La democracia y otras utopías

Cerebros en toneles

Juan Carlos González García

19 de mayo 2015 - 01:00

Jerez/Norberto Bobbio ya habló hace muchos años de las promesas incumplidas de la democracia. Ahora, la crisis económica y política ha vuelto a poner en evidencia esas promesas. Con la democracia surgió la filosofía política, una disciplina que reflexiona sobre el poder, la legitimidad, el concepto de ciudadano, la justicia, la libertad… De algún modo, la teoría política da por hecho que todos estos conceptos son problemáticos y lo van a ser siempre. La democracia representativa moderna apareció desde el principio como un sistema imperfecto, pero sin alternativa real.

Las promesas de las que hablaba Bobbio siguen sin cumplirse. Los ciudadanos, como individuos libres, racionales y autónomos, deberían ser los protagonistas de la democracia. Según la teoría, son los ciudadanos los que, tras realizar un cálculo racional, deciden pactar, establecer una autoridad política y unas instituciones. Ceden parte de su libertad voluntariamente para formar una voluntad general que se ha de concretar en instituciones. Son los individuos los que eligen a los miembros de esas estructuras. Sin embargo, desde el principio aparecieron los grupos de intereses, los partidos, y se convirtieron en una especie de mediadores, de traductores de las necesidades de los individuos. Los partidos se presentan como el mecanismo necesario para encauzar el pluralismo político y los anhelos de la ciudadanía.

¿Qué es un representante? Suena muy extraño que un individuo sea capaz de representar los intereses de otro individuo o de un grupo. No se trata de un acuerdo mercantil: te voto para que representes fielmente lo que yo necesito. Como la lógica del mercado ha invadido los procedimientos democráticos, los partidos ofrecen sus servicios de representación a los votantes, consumidores. Y los ciudadanos esperan que, una vez en el poder, los concejales y los diputados cumplan lo prometido. Los partidos, entonces, lo prometen todo. Todos prometen todo. Como no puede haber reclamaciones por incumplimiento de contrato, al final los programas electorales son casi iguales, lo acaparan todo. Los ciudadanos ya no esperan que se hable del bien común, ni del interés general.

Como estas expectativas fracasan y no hay hoja de reclamaciones, el ciudadano se cansa. En lugar de participar activamente en el sistema democrático, se aleja progresivamente de él.
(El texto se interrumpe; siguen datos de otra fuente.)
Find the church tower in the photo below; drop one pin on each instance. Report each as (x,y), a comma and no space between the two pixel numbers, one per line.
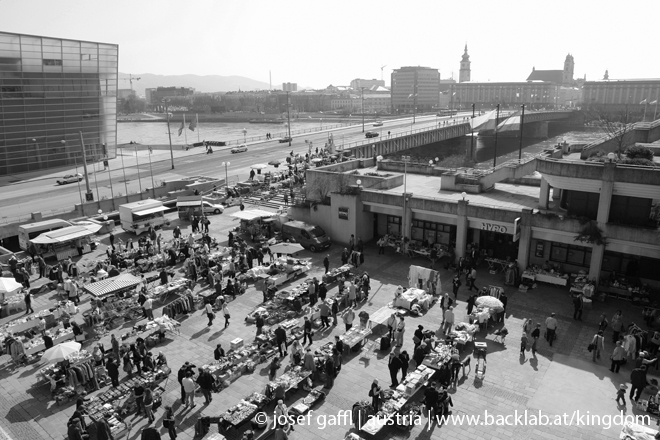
(569,65)
(464,72)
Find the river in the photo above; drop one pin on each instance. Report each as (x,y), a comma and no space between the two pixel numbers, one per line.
(155,133)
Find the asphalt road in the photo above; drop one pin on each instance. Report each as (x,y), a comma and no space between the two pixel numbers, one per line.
(43,195)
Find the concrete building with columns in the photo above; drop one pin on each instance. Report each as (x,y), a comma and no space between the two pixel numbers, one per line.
(504,212)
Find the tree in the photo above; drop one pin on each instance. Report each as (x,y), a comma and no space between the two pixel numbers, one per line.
(617,125)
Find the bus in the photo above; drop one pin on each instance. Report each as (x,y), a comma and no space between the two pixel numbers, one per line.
(32,230)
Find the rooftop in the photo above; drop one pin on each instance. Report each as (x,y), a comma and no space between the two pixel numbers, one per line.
(504,195)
La apatía corroe todo los mecanismos previstos. Y la abstención no es el único problema. Todo el tejido de asociaciones y todas las redes de la sociedad civil se desinflan. Se reducen a la mínima expresión. El ciudadano se limita a consumir televisión. Se vuelve un ser pasivo, manipulable y aburrido. Ni se identifica con sus representantes ni hace nada por cambiar la situación.

El ciudadano se ha dado cuenta de que los grupos de poder, visibles e invisibles, son los que controlan a sus representantes. Toda la campaña electoral es un engaño, un trámite por el que tenemos que pasar para que todo siga igual. El debate se traslada a los grandes medios de comunicación, que están al servicio de esos poderes económicos.

¿Hasta aquí ha llegado la modernidad? ¿Qué ocurre con los modelos de democracia directa, sin representantes? Se necesitaría una descentralización del poder, una reducción de los Estados y una verdadera educación ética y política. La complejidad de nuestras sociedades nos obligaría a tomar decisiones sobre asuntos muy técnicos. Y los horarios laborales tendrían que ser adaptados. No es fácil ser un ciudadano comprometido con los asuntos públicos. Como tampoco es fácil debatir en una asamblea, de forma constructiva, para alcanzar verdaderos acuerdos. Si bien las nuevas tecnologías de la comunicación pueden propiciar la democracia directa, lo realmente difícil es transformar la noción de ciudadano. Ahora se ha potenciado sólo la libertad negativa y nuestra dimensión económica: elegimos y consumimos. Disponemos de derechos, pero sólo son una coraza defensiva, cuando funciona. La democracia participativa y directa se centra en la libertad positiva, la constructiva. Bobbio se quejaba de que la democracia no había impregnado todos los contextos sociales. Se había quedado en la superficie. La democracia como mercado considera un estorbo al ciudadano que va más allá de la elección de sus representantes cada cuatro años. Una democracia directa en la fábrica, en la universidad o en el barrio implicaría otro modo de producción.